Flies cluster at the nib of his pen, interrupting the thought. Arguing with it. He swats them away, dabs the blot they have caused, and tries to pick up the thread of cosmic love.

He is interrupted by Collinson, the professor, with his round eyeglasses and boyish enthusiasm for theories and ideas. Another Quaker. The youngest of seven children. All the firstborns go to the firing line, and all the lastborns hang back. Collinson is not much older than James but he has a tendency to be didactic and would be something of a bore if his ideas weren’t so cranky.

“This battle is not right. We should not be stuck here like this.” Collinson sits next to James.

“Don’t you think this landing is very odd? I’ve been observing the men. And our orders. We are not behaving as men ought to behave in the condition of battle.”

“How ought we to behave?”

Collinson’s blond hair is thin around the crown in contrast to his thick dark eyebrows. He squints at James through his round wireframe spectacles.

“You must have noticed the peculiarities.”

“It’s all peculiar, Collinson. It’s war.”
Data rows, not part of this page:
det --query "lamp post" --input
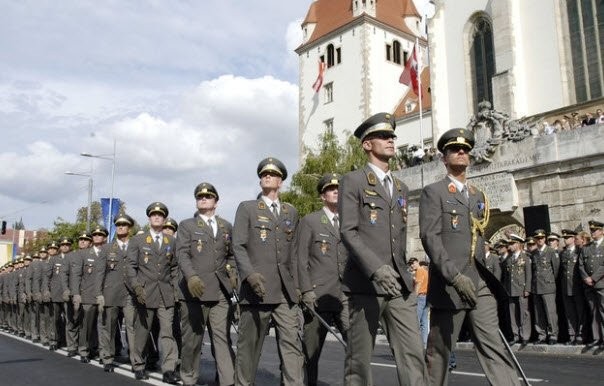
[65,172,92,232]
[80,138,116,229]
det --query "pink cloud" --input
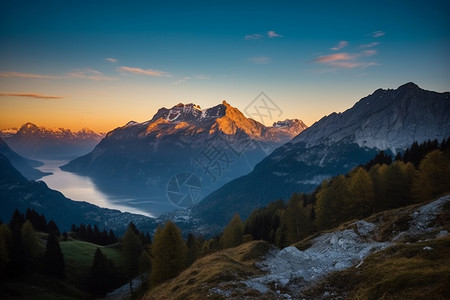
[361,42,379,48]
[331,41,348,51]
[372,30,386,38]
[105,57,118,64]
[315,53,354,63]
[67,69,115,81]
[250,56,270,65]
[267,30,283,38]
[0,93,64,99]
[0,72,60,79]
[117,67,170,77]
[244,33,263,40]
[363,50,377,56]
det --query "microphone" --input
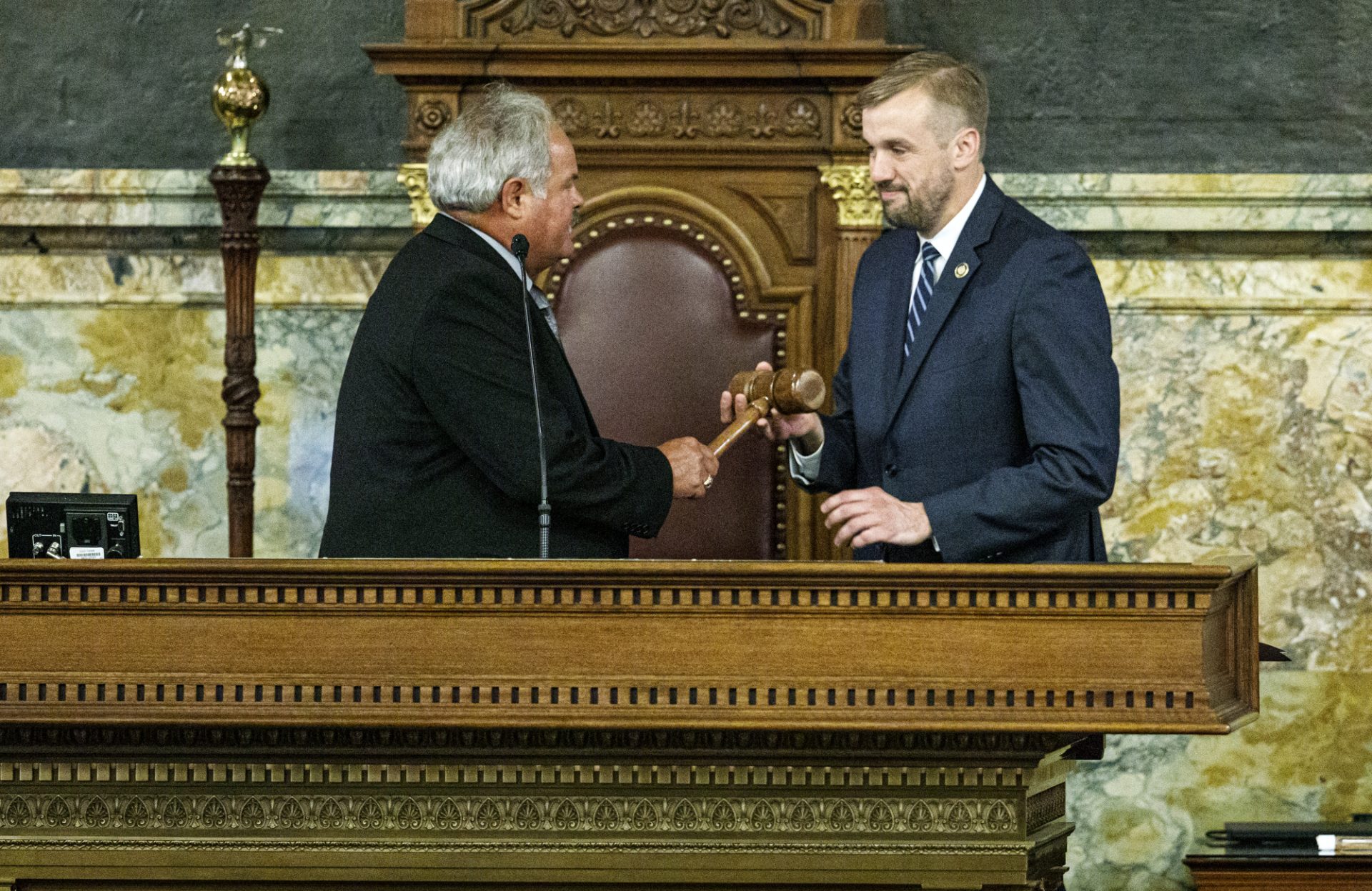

“If it’s war, then why are we lying on a beach? The battle should have more impetus than this. More forward momentum. It should not be inert.”

“What would you suggest?”

“We are here to secure the high ground. That was the entire purpose of the landing. And yet we have dug in positions on the beach. It goes against the logic of our orders.”

Hector, lost in spiritual matters, wanders by. Collinson stops him.

“Don’t you think, sergeant, that there is something odd about our situation? We sail halfway around the world, to land upon a foreign land at great cost, only to
lounge
.”

Collinson gestures at the men who are undressing at the water’s edge.

“There! The perfect proof of my argument. Here we are at war and those men are bathing as if they are at Brighton beach. If this were a normal conflict, then our general would be here among us, driving us forward, filling the men with the will to fight, not hiding on the
HMS Jonquil
with a dodgy knee. Here, I have made the calculation.”